Actualizado 2026-08-25 · MedSpaForms

La respuesta corta

Es el consentimiento que presta un tercero cuando el paciente no puede tomar la decisión por sí mismo. La Ley 41/2002 lo limita a supuestos tasados: incapacidad de hecho apreciada por el médico, personas con medidas de apoyo que lo requieran y menores sin capacidad para comprender el alcance. Debe ser proporcionado, a favor del paciente y con su participación y su opinión escuchadas.

¿Cuándo se puede recurrir a él?

El artículo 9 de la Ley 41/2002 enumera los supuestos y no admite ampliaciones por conveniencia. Se otorga consentimiento por representación cuando el paciente no sea capaz de tomar decisiones a criterio del médico responsable, o su estado físico o psíquico no le permita hacerse cargo de su situación; cuando la persona tenga establecidas medidas de apoyo que así lo requieran; y cuando el paciente menor de edad no sea capaz intelectual ni emocionalmente de comprender el alcance de la intervención, en cuyo caso lo presta el representante legal después de haber escuchado su opinión.

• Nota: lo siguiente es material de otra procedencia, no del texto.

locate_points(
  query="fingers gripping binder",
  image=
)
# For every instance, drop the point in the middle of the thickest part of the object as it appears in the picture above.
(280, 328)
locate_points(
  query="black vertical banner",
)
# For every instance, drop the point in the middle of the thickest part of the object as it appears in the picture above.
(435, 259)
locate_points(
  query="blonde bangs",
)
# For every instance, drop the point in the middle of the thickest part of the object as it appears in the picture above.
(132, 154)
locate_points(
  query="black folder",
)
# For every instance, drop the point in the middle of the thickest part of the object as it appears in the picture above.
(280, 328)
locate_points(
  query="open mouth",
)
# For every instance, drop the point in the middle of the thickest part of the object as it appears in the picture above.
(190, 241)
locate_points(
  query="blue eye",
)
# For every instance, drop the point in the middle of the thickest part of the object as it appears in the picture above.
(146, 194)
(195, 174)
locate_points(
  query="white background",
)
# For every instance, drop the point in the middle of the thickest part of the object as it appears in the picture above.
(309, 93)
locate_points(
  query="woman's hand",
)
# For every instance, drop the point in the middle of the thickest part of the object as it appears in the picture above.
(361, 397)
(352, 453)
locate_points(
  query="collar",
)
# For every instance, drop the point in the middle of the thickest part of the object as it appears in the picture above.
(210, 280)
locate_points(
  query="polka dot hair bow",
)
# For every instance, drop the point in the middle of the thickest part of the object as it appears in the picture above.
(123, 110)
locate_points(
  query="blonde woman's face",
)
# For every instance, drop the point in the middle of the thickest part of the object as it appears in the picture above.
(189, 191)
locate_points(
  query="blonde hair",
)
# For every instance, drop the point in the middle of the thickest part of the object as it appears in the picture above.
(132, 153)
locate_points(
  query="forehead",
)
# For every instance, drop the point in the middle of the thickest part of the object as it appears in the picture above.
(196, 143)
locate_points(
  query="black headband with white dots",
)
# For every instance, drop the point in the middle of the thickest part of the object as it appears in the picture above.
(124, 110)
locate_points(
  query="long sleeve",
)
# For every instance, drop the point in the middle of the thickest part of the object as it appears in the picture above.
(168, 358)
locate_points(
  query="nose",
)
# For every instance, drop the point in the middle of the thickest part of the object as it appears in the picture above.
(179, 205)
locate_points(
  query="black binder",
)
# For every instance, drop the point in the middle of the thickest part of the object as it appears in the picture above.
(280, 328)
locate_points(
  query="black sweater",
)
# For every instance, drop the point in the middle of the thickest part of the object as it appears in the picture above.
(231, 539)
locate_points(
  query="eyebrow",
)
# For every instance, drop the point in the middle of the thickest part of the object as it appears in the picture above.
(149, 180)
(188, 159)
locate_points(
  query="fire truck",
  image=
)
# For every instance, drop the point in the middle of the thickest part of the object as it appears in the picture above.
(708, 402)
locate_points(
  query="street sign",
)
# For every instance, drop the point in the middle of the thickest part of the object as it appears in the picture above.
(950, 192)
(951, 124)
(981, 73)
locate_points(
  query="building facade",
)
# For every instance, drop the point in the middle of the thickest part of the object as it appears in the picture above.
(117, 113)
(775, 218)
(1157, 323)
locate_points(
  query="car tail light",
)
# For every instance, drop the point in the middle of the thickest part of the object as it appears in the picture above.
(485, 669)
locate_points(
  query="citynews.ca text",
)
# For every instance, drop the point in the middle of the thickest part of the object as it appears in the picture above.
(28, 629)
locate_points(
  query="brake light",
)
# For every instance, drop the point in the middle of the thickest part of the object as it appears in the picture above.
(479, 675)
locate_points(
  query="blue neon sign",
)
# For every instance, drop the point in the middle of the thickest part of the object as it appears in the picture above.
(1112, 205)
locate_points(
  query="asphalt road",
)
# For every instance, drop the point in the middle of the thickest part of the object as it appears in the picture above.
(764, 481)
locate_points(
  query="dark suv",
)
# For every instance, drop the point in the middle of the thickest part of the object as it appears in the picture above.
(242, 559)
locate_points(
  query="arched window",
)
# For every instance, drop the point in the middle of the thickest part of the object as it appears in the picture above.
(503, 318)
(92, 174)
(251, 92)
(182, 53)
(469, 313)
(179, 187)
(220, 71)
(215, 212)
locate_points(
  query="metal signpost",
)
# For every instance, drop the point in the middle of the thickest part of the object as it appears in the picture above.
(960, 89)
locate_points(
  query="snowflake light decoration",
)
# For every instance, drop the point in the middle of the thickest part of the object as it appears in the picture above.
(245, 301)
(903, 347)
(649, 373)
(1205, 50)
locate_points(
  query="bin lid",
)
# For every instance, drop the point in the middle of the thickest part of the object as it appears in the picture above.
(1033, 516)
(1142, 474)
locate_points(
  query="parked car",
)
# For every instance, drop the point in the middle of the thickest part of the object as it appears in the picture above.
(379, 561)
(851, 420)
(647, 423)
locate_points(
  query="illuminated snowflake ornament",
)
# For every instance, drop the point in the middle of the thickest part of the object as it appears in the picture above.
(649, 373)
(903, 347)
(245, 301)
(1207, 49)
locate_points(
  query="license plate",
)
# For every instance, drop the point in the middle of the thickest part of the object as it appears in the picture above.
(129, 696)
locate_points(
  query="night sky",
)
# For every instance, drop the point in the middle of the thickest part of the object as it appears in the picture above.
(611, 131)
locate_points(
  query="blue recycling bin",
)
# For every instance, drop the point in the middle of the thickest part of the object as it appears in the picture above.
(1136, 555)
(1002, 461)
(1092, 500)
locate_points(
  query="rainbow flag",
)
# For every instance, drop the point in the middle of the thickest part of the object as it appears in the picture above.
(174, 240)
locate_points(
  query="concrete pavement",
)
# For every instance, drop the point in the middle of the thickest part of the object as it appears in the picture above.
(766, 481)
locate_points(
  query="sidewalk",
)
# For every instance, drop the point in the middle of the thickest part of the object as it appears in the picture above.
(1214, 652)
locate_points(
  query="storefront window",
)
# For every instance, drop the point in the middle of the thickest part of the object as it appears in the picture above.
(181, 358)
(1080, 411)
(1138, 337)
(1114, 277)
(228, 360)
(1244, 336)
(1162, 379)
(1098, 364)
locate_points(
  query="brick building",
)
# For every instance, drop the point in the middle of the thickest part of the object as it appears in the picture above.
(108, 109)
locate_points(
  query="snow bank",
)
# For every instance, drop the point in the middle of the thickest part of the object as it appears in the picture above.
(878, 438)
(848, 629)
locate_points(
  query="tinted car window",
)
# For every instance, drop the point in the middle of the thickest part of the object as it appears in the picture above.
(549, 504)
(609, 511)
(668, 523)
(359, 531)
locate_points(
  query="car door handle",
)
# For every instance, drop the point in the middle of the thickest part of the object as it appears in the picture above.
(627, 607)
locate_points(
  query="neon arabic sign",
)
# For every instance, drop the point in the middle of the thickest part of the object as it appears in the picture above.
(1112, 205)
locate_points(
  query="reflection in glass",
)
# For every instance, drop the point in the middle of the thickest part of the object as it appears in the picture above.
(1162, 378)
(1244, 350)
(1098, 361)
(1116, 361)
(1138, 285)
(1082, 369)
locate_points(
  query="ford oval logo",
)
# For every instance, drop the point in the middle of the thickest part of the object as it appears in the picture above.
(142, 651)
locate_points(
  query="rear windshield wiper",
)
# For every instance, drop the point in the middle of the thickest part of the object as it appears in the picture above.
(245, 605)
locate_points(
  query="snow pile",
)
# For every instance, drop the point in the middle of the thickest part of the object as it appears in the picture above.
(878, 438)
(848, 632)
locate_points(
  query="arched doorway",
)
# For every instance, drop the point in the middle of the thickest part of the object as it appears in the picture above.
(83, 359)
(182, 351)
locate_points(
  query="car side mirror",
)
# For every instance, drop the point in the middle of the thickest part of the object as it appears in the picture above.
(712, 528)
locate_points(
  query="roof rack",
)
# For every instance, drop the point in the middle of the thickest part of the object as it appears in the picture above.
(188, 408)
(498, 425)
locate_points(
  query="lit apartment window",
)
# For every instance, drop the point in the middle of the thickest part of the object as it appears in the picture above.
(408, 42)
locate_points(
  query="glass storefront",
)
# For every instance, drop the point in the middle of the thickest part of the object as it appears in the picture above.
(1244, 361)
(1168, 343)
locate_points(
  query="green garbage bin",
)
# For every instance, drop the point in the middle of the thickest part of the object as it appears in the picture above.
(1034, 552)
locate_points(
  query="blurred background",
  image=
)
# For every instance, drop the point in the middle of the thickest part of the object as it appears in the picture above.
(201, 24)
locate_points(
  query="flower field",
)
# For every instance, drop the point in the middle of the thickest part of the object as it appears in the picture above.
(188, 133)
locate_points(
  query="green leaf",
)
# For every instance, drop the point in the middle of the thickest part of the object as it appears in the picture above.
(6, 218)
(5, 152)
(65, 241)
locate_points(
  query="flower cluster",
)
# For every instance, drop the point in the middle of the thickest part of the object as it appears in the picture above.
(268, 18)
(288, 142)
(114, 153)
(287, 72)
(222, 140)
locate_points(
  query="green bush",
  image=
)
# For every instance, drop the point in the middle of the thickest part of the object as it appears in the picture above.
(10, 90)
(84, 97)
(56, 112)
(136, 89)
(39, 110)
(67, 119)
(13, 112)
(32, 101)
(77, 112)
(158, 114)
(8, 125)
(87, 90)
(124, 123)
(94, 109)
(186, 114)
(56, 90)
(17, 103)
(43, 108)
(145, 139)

Para los menores emancipados o con dieciséis años cumplidos no cabe el consentimiento por representación, salvo cuando se trate de una actuación de grave riesgo para su vida o salud según criterio del facultativo: entonces lo presta el representante legal, una vez oída y tenida en cuenta la opinión del menor.

SituaciónQuién consienteQué hay que hacer siempre
Incapacidad de hecho apreciada por el médico responsablePersonas vinculadas por razones familiares o de hechoDejar constancia razonada del criterio médico en la historia
Persona con medidas de apoyo que lo requieranQuien ejerza el apoyo, conforme a la resolución que lo establezcaComprobar el alcance del apoyo; no presuponerlo
Menor sin capacidad para comprender el alcanceRepresentante legalEscuchar su opinión y dejarlo anotado
Menor de dieciséis o diecisiete en actuación de grave riesgoRepresentante legalOír y tener en cuenta la opinión del menor

¿Qué cambió con la reforma de la discapacidad?

Bastante. La Ley 8/2021, que reformó la legislación civil y procesal para el apoyo a las personas con discapacidad, sustituyó la lógica de la incapacitación judicial por un sistema de medidas de apoyo al ejercicio de la capacidad jurídica, y adaptó a ese modelo el consentimiento por representación de la Ley 41/2002.

En la práctica sanitaria eso significa que ya no basta con preguntar "¿está incapacitado?". Hay que averiguar si existen medidas de apoyo, cuál es su alcance concreto y si comprenden las decisiones sanitarias. Una persona con discapacidad puede consentir perfectamente por sí misma en la mayoría de decisiones; presumir lo contrario es en sí mismo un incumplimiento.

¿Qué límites tiene?

Tres, todos en la propia ley. Primero, la prestación por representación debe ser adecuada a las circunstancias y proporcionada a las necesidades que haya que atender, siempre en favor del paciente y con respeto a su dignidad personal. Segundo, el paciente debe participar en la medida de lo posible en la toma de decisiones a lo largo del proceso sanitario. Tercero, hay actuaciones excluidas del régimen general: la interrupción voluntaria del embarazo, los ensayos clínicos y las técnicas de reproducción humana asistida se rigen por lo establecido con carácter general sobre la mayoría de edad y por sus disposiciones especiales.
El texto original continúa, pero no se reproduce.